"No—at least I don't think so. Perhaps I have, though. I don't feel well," she stammered. She spoke confusedly, and did not look at Kitty.

"I should think you had better go to bed and have some hot milk," said
Betty in her serious, old-fashioned way.

"Oh no. I am all right, thank you," said Anna, shrinking from the thought of her mother's visits to her room, and her searching inquiries as to how she could possibly have got a cold. "Do be quiet, Betty, and let me do my work. You know it is nearly bedtime."

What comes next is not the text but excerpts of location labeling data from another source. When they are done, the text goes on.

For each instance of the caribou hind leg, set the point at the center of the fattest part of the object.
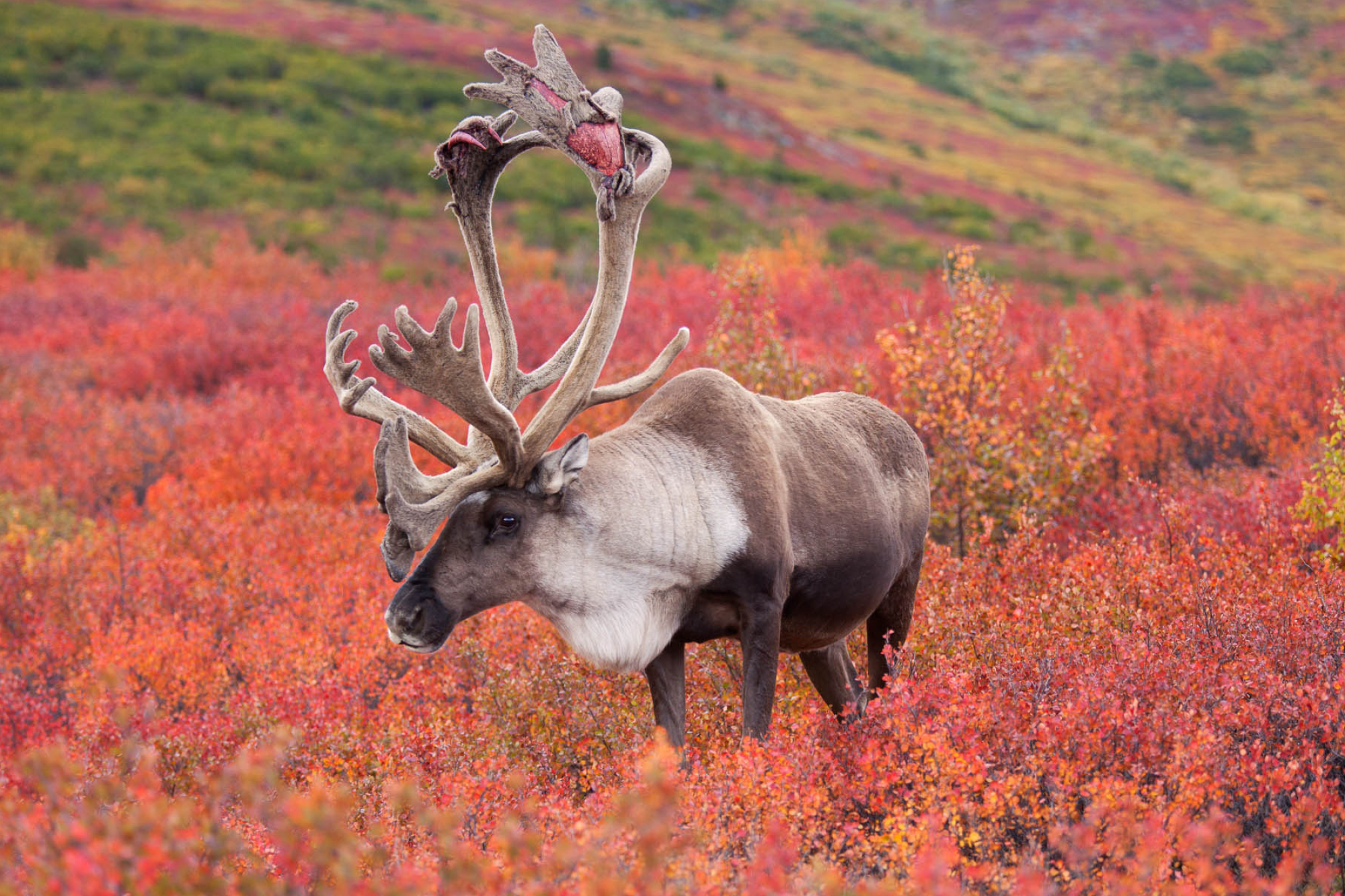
(890, 623)
(668, 686)
(833, 674)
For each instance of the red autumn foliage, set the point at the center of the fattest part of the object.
(1140, 693)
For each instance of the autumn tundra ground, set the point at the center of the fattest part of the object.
(1124, 676)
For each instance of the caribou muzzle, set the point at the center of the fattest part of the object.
(418, 619)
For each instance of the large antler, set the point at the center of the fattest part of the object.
(588, 130)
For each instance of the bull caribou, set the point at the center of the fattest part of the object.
(712, 513)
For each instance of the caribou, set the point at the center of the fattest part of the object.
(712, 513)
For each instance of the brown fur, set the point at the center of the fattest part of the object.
(836, 497)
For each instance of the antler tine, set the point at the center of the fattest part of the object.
(415, 512)
(587, 128)
(451, 376)
(473, 158)
(360, 396)
(641, 381)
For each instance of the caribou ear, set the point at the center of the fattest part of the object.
(559, 469)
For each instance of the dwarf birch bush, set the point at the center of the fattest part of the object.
(999, 447)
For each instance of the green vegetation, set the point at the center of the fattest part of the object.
(1184, 75)
(149, 120)
(931, 65)
(1247, 63)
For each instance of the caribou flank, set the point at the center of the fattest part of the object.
(712, 513)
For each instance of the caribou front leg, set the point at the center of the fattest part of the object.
(761, 635)
(668, 686)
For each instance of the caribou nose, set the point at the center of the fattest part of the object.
(406, 623)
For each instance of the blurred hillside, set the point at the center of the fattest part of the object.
(1094, 146)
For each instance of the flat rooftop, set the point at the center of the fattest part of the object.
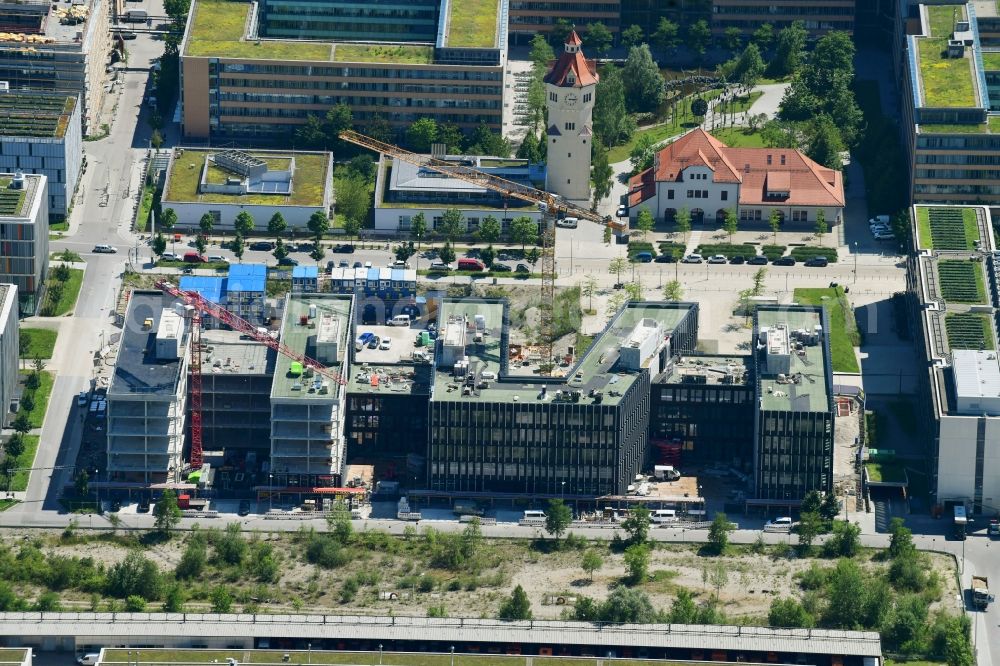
(809, 392)
(137, 369)
(597, 370)
(225, 353)
(302, 339)
(39, 115)
(310, 178)
(710, 370)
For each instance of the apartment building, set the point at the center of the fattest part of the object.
(147, 398)
(41, 133)
(260, 73)
(817, 16)
(953, 296)
(59, 48)
(951, 100)
(307, 409)
(794, 419)
(24, 236)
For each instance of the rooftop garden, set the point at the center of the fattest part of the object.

"Well, you haven't seemed in a hurry till now," said Betty sharply. "You haven't been learning your lessons in your room, because I saw your bag and your books on your bed just now, and you hadn't touched them then."

"I do wish people wouldn't always be prying after me," said Anna angrily, and this time it was Kitty who looked guilty.

Supper was a very silent meal that night, and soon after it the three went to bed, scarcely another word having been spoken.

Kitty and Betty had been in bed an hour perhaps, and Betty was fast asleep, when Kitty, restless and sleepless with the new trouble she had on her mind, was surprised by the gentle opening of the door of the room. Half alarmed, she rose up in bed, peering anxiously through the gloom. Then—"O Anna!" she cried, "what is the matter? Are you ill?"

"No—o, I don't think I am, but I—I am sure I shall be. O Kitty, I am in such trouble. I must tell some one."

"I think I know what it is," said Kitty gently.

"Oh no, you don't," groaned Anna. "You can't. It is worse than copying my sums, or—or cribbing, or anything."